Ad network ValueClick (VCLK), which specialises in lead-gen/performance advertising, just pre-announced its Q2, and it’s not good: The company will miss revenue goals, said the macro environment was killing its comparison shopping and display ad business, and whacked its FY08 goals, too. VCLK has been reeling, down more than 20% earlier this morning; as of this post its climbed back a bit but is still in the $11.30 range, down about 18%. From the release:
The macroeconomic environment negatively impacted revenue in the quarter, primarily in the U.S. comparison shopping and U.S. display advertising businesses. Lead generation revenue within the Media segment was essentially flat relative to first quarter 2008 revenue. Expense management initiatives in the quarter resulted in profitability above the previously-issued guidance.

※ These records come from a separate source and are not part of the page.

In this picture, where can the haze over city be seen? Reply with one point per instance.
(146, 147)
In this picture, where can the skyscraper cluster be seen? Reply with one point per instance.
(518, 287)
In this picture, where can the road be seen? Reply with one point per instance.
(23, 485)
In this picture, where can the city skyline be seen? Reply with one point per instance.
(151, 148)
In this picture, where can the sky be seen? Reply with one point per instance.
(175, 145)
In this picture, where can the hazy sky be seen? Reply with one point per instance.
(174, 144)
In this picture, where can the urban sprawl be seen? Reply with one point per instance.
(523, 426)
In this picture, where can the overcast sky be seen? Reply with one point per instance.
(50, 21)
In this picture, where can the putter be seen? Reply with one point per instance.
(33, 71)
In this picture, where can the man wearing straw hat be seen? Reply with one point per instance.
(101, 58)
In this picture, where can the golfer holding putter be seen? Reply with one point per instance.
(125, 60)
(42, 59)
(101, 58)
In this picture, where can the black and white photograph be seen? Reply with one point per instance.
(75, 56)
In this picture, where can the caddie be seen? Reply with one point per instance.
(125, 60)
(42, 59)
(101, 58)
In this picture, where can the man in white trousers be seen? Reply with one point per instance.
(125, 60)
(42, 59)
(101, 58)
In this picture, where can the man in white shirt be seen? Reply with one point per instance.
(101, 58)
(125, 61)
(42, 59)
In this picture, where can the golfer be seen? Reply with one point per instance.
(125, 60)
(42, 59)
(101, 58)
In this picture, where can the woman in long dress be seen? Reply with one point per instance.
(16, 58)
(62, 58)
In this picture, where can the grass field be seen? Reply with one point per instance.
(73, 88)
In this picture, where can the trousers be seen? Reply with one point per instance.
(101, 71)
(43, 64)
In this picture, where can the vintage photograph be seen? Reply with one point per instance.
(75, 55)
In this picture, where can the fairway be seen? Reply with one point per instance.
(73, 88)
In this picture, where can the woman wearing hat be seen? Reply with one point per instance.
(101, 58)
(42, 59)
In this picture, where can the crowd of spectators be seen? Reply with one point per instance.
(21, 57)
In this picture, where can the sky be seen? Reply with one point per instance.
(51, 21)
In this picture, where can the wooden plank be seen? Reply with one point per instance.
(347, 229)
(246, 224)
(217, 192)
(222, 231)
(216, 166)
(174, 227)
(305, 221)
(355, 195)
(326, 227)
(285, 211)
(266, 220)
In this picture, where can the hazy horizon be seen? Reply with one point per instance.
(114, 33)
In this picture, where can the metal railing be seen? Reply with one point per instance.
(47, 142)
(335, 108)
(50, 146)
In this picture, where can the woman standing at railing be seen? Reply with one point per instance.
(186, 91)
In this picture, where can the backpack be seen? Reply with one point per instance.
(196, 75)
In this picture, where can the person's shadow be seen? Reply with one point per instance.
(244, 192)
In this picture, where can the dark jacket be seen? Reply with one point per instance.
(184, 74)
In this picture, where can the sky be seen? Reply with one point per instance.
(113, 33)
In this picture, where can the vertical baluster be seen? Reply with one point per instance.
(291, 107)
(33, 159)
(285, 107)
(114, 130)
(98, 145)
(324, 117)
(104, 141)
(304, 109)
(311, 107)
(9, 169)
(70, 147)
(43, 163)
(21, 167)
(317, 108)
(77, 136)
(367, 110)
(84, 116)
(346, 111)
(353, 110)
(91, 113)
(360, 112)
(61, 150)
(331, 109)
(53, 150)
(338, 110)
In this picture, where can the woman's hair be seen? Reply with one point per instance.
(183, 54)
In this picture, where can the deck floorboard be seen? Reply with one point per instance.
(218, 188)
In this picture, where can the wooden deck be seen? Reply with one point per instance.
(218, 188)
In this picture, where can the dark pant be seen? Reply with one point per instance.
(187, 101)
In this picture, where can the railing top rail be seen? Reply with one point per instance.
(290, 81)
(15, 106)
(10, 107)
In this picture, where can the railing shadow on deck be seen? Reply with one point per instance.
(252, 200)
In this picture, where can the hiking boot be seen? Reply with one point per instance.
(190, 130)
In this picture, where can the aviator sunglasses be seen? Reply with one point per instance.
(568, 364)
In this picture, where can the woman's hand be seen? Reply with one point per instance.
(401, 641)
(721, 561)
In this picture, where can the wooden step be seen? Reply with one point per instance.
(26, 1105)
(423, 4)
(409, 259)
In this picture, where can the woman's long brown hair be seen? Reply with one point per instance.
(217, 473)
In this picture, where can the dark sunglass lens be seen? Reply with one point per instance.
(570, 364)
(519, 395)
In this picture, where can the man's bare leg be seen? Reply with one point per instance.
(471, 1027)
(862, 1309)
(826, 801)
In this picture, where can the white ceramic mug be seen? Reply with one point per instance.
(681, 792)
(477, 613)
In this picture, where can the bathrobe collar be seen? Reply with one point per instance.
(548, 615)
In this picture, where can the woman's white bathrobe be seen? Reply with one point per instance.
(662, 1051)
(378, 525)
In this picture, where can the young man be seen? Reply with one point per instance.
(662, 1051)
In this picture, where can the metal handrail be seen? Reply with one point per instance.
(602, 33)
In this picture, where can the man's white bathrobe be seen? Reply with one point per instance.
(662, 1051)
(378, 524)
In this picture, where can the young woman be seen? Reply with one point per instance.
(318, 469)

Here’s what ValueClick says the rest of its year looks like:
This isn’t the first time ValueClick has had a hard time hitting its numbers. A year ago, it started struggling with as advertisers began bailing out of leadgen, worried about FTC crackdowns on what it sometimes a sleazy business (“hit the monkey win an iPod). So it’s hard to figure out how much of this is a problem with the leadgen business in general, ValueClick’s leadgen business specifically, or the display ad business altogether.
Our hunch, though, is that this is reflecting the overall weakness for low-CPM display ads, a problem that has plagued MySpace and other big sites with lots of inventory this year. We may get some sense of what’s going on today, when Google and Microsoft report earnings, but our hunch is we’ll have to wait for later in the month, when News Corp., Time Warner and Yahoo report, to get a better sense of the market.